The Bazzite Fall Update has officially landed, bringing the Fedora-based gaming image up to Fedora 43. The release introduces expanded handheld device support, renewed Nvidia compatibility, and updated desktop environments, making this one of the most comprehensive refreshes for Linux gamers this year.
Bazzite’s latest build focuses on real-world performance, hardware coverage, and long-term reliability. The update adds full support for Xbox Ally and Ally X handhelds, including RGB lighting, fan curve control, and back-button mapping.
Collaboration with AMD helped resolve long-standing sleep issues related to the Steam Deck chipset, while amplifier driver tuning improved audio clarity. Users of the Ally X should, however, keep volume under 80 percent to avoid speaker clipping, with a fix pending from Texas Instruments maintainers.

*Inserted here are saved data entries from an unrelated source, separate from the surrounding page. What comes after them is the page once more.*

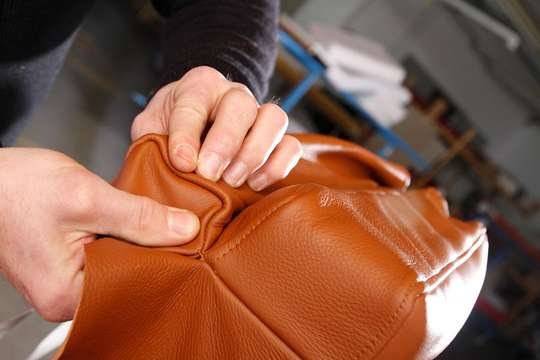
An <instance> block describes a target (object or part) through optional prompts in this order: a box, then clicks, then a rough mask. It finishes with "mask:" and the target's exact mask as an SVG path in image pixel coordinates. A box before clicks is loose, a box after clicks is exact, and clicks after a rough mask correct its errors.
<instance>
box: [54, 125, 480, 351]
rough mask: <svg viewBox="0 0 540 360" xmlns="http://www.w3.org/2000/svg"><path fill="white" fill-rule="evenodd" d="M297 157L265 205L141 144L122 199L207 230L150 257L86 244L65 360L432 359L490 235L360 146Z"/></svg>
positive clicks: (150, 148)
mask: <svg viewBox="0 0 540 360" xmlns="http://www.w3.org/2000/svg"><path fill="white" fill-rule="evenodd" d="M295 136H296V137H297V138H298V139H299V140H300V141H301V142H302V144H303V147H304V156H303V158H302V159H301V160H300V162H299V164H298V165H297V166H296V167H295V168H294V169H293V171H292V172H291V174H290V175H289V176H288V177H287V178H286V179H284V180H282V181H281V182H279V183H277V184H275V185H273V186H271V187H270V188H268V189H266V190H264V191H262V192H259V193H257V192H254V191H252V190H251V189H250V188H249V187H248V186H247V185H243V186H242V187H240V188H238V189H234V188H232V187H229V186H228V185H227V184H226V183H224V182H222V181H219V182H217V183H214V182H211V181H208V180H205V179H203V178H201V177H199V176H198V175H196V174H193V173H181V172H178V171H176V170H174V169H173V167H172V166H171V163H170V161H169V158H168V155H167V138H166V137H165V136H161V135H147V136H145V137H143V138H141V139H140V140H139V141H137V142H136V143H134V144H133V145H132V146H131V148H130V150H129V152H128V155H127V156H126V160H125V164H124V167H123V169H122V170H121V172H120V174H119V176H118V177H117V179H116V180H115V186H117V187H118V188H120V189H122V190H125V191H128V192H131V193H135V194H140V195H146V196H149V197H151V198H153V199H155V200H158V201H160V202H162V203H164V204H167V205H169V206H176V207H180V208H188V209H190V210H192V211H194V212H195V213H196V214H197V215H198V216H199V217H200V219H201V232H200V233H199V235H198V236H197V238H196V239H195V240H194V241H193V242H191V243H189V244H186V245H183V246H178V247H170V248H149V247H142V246H137V245H133V244H130V243H127V242H124V241H122V240H119V239H113V238H103V239H99V240H97V241H95V242H93V243H91V244H89V245H87V246H86V248H85V251H86V265H85V284H84V289H83V295H82V299H81V302H80V304H79V307H78V309H77V312H76V315H75V319H74V322H73V325H72V328H71V330H70V334H69V336H68V338H67V340H66V342H65V343H64V345H63V347H62V348H61V349H60V351H59V352H58V353H57V354H56V358H57V359H299V358H302V359H304V358H305V359H381V360H382V359H394V360H395V359H432V358H434V357H436V356H437V355H438V354H439V353H440V352H441V351H443V350H444V348H445V347H446V346H447V345H448V344H449V343H450V342H451V341H452V339H453V338H454V337H455V335H456V334H457V333H458V331H459V330H460V328H461V327H462V325H463V323H464V322H465V320H466V319H467V317H468V315H469V313H470V311H471V309H472V307H473V305H474V303H475V301H476V298H477V296H478V293H479V291H480V288H481V286H482V283H483V279H484V275H485V271H486V261H487V248H488V243H487V238H486V235H485V228H484V227H483V226H482V225H481V224H479V223H475V222H468V223H467V222H462V221H460V220H457V219H454V218H451V217H449V214H448V209H447V205H446V202H445V200H444V199H443V198H442V196H441V195H440V193H439V192H438V191H436V190H435V189H431V188H428V189H423V190H414V191H406V188H407V186H408V184H409V182H410V177H409V174H408V172H407V171H406V170H405V169H404V168H403V167H401V166H400V165H397V164H393V163H391V162H388V161H385V160H383V159H381V158H379V157H377V156H376V155H374V154H372V153H370V152H368V151H367V150H365V149H363V148H361V147H360V146H357V145H355V144H352V143H349V142H346V141H343V140H339V139H335V138H332V137H328V136H322V135H313V134H301V135H295Z"/></svg>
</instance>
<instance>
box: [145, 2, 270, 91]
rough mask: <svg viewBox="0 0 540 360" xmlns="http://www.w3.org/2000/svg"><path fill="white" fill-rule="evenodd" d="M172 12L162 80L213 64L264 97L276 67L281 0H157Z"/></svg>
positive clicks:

The update also enhances support for Lenovo’s Legion Go 2, introducing sleep and dual-controller gyro functionality. HDR PQ remains unavailable for now, as do two new d-pad buttons.
Meanwhile, OneXPlayer X1 Air owners gain RGB and controller integration, though only two TDP profiles 15 W and 25 W are active via the Turbo button. Bazzite has also added support for the SuiPlay0X1, aimed at users seeking a Web2-style gaming experience.

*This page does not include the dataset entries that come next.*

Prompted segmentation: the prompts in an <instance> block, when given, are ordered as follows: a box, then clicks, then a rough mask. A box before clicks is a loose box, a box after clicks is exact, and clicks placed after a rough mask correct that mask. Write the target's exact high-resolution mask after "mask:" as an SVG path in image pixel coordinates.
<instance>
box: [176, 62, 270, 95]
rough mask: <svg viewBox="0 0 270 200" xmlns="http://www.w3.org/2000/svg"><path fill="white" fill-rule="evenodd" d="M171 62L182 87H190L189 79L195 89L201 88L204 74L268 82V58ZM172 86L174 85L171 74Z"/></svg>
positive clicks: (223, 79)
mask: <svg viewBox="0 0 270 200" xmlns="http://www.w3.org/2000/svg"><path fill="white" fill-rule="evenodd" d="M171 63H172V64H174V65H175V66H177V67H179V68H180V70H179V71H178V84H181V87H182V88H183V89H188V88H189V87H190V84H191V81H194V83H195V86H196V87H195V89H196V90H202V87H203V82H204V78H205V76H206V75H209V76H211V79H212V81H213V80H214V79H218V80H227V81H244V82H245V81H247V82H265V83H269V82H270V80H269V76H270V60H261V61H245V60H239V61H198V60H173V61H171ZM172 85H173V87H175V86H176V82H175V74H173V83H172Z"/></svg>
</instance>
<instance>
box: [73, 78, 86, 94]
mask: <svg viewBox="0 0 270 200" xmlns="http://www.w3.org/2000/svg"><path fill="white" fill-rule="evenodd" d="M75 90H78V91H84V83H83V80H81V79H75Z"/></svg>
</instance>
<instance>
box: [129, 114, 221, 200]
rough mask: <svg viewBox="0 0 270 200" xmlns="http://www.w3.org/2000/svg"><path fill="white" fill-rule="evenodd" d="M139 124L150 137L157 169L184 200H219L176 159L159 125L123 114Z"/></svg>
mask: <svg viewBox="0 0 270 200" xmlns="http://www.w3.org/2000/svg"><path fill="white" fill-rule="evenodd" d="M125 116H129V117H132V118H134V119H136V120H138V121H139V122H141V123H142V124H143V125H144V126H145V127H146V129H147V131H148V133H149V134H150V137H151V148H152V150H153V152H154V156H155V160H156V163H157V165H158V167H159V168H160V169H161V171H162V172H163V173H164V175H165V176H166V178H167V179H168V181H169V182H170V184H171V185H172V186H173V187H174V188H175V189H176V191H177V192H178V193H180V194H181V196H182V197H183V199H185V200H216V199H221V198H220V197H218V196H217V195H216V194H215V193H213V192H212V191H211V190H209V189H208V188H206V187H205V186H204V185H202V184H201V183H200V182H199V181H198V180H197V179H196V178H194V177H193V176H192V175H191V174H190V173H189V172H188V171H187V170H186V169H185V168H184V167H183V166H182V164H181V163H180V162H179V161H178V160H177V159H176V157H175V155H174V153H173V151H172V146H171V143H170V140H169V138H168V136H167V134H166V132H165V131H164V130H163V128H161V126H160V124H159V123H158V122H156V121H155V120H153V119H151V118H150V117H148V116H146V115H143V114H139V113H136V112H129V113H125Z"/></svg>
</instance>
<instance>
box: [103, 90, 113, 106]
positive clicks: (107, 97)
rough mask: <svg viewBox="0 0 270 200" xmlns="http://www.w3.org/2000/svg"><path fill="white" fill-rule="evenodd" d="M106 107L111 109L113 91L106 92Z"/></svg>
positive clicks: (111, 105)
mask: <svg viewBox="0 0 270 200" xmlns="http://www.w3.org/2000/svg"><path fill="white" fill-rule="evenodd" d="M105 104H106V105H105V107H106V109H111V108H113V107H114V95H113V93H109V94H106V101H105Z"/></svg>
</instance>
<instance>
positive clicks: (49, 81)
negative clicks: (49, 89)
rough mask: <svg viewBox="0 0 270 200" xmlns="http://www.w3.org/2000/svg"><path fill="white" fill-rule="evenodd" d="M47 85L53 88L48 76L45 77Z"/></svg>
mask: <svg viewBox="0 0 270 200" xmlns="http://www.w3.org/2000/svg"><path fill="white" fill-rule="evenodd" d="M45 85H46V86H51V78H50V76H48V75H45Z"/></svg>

On the GPU side, Bazzite delivers long-term stability for Nvidia closed drivers supporting GPUs up to the GTX 1000 series. Thanks to a new kernel build process, the platform now maintains dual driver modules and a dedicated Nvidia drivers mirror, keeping the 580 LTS driver available indefinitely with three years of security updates.
While Nvidia’s upcoming 590 driver drops legacy card support, Bazzite ensures older GPUs remain fully functional. The team encourages Bluefin and Aurora users relying on closed drivers to migrate, as those projects plan to phase out that support.

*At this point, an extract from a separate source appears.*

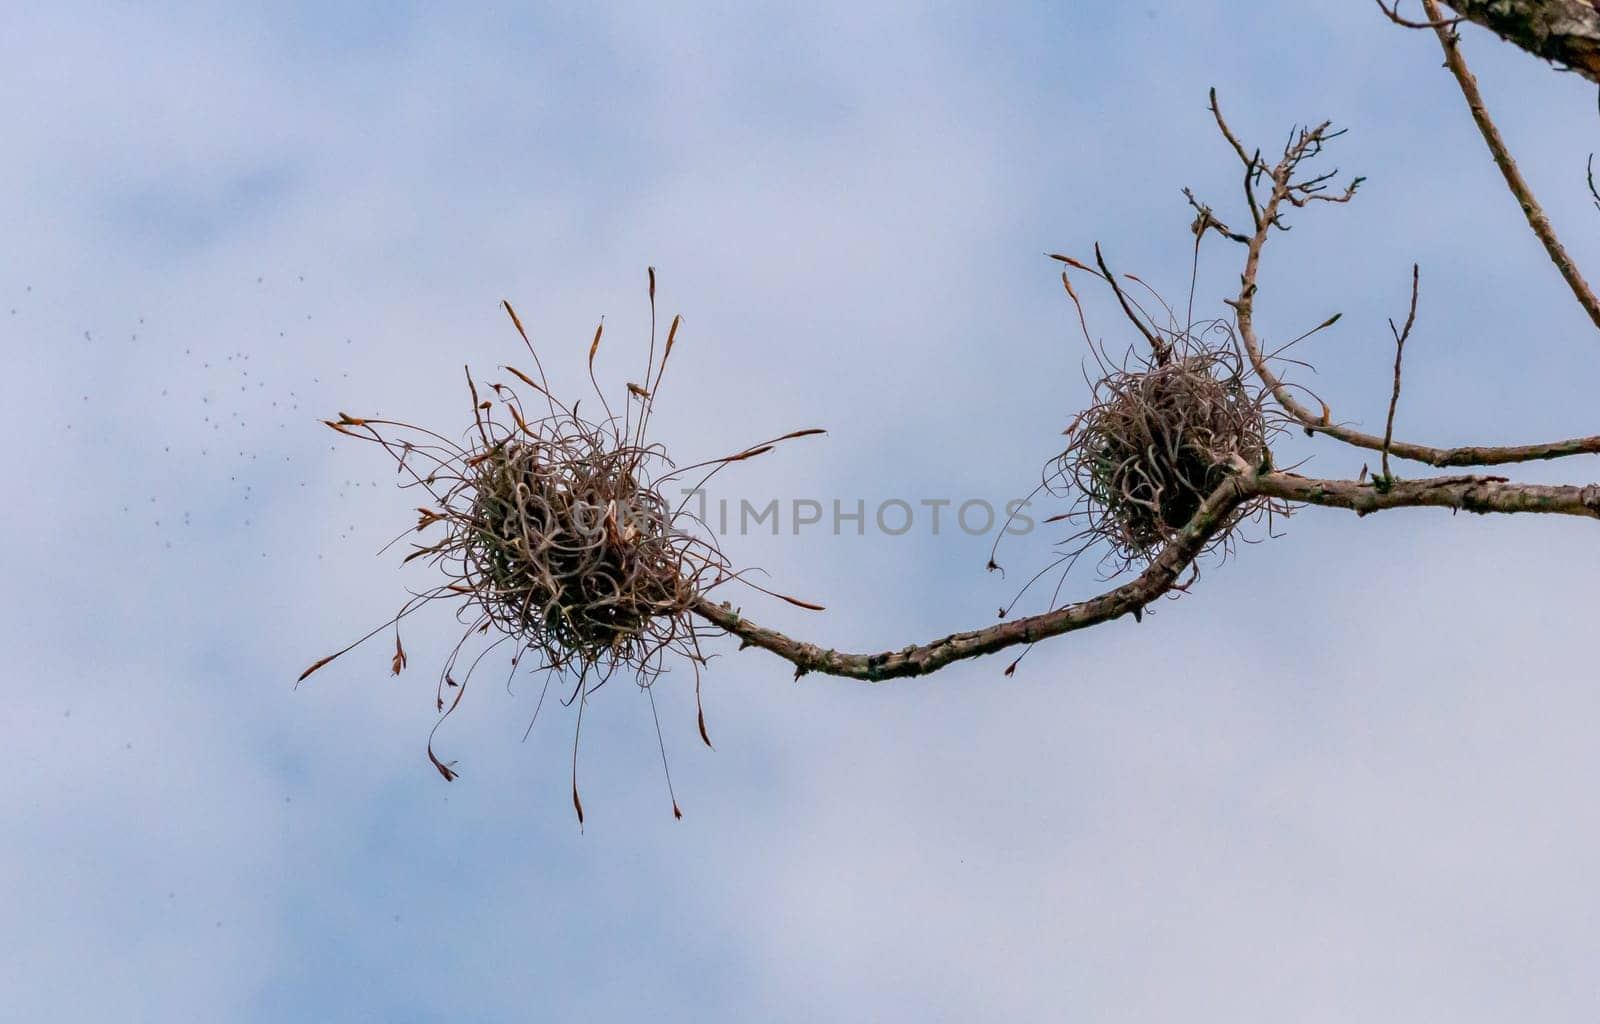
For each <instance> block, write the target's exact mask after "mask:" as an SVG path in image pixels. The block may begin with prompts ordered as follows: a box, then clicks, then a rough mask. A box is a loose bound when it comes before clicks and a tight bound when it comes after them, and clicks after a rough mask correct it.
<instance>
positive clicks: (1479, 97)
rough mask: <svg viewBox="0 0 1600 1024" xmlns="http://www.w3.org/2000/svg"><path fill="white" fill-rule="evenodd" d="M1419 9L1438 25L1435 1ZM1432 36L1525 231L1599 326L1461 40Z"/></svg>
mask: <svg viewBox="0 0 1600 1024" xmlns="http://www.w3.org/2000/svg"><path fill="white" fill-rule="evenodd" d="M1422 8H1424V10H1426V11H1427V16H1429V18H1432V19H1434V21H1438V18H1440V11H1438V0H1422ZM1434 34H1435V35H1438V45H1440V46H1443V50H1445V67H1448V69H1450V74H1451V75H1454V77H1456V85H1459V86H1461V94H1462V96H1464V98H1466V101H1467V109H1469V110H1470V112H1472V120H1474V123H1477V126H1478V133H1480V134H1482V136H1483V141H1485V142H1488V147H1490V155H1493V157H1494V165H1496V166H1499V170H1501V174H1502V176H1504V178H1506V186H1507V187H1509V189H1510V194H1512V195H1514V197H1517V203H1518V205H1520V206H1522V213H1523V216H1526V218H1528V227H1531V229H1533V234H1534V235H1538V238H1539V242H1541V243H1542V245H1544V251H1546V253H1549V254H1550V261H1552V262H1554V264H1555V269H1557V270H1560V274H1562V278H1563V280H1565V282H1566V286H1568V288H1571V290H1573V298H1576V299H1578V304H1579V306H1582V307H1584V312H1586V314H1589V318H1590V320H1592V322H1594V325H1595V326H1600V299H1597V298H1595V293H1594V291H1592V290H1590V288H1589V282H1586V280H1584V275H1582V274H1581V272H1579V270H1578V264H1574V262H1573V258H1571V256H1570V254H1568V253H1566V248H1565V246H1563V245H1562V240H1560V238H1557V237H1555V227H1552V226H1550V218H1547V216H1544V208H1542V206H1539V200H1536V198H1534V197H1533V189H1531V187H1528V182H1526V179H1523V176H1522V171H1518V170H1517V162H1515V160H1512V157H1510V150H1507V149H1506V139H1502V138H1501V133H1499V128H1496V126H1494V122H1493V120H1490V112H1488V109H1486V107H1485V106H1483V96H1482V93H1478V82H1477V78H1474V77H1472V70H1470V69H1467V62H1466V59H1462V56H1461V40H1459V37H1458V35H1456V34H1454V30H1451V29H1448V27H1435V29H1434Z"/></svg>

With Fedora 43 at its core, the new release ships GNOME 49 and KDE Plasma 6.4.5, with KDE 6.5 expected soon. The Bazaar app center has also been refreshed, improving memory efficiency, refining the Flathub interface, and delivering faster, smoother navigation across packages.
Peripheral support gets a serious boost, too. Bazzite adds new steering-wheel drivers Thrustmaster (hid-tmff2, t150_driver), Logitech (new-lg4ff), and FANATEC (hid-fanatecff) plus Oversteer integration for fine tuning profiles directly through Bazaar.
Some older features have been retired for efficiency. ASUS and Surface images are now merged into the mainline builds, simplifying maintenance. ASUS users lose asusctl but retain RGB brightness and power controls, while Z13 owners keep fan-curve options through the handheld daemon.
LatencyFleX has been removed due to redundancy with AMD Anti-Lag, and the KDE Wallpaper Engine Plugin was dropped for stability reasons, though it can still be reinstalled via command line.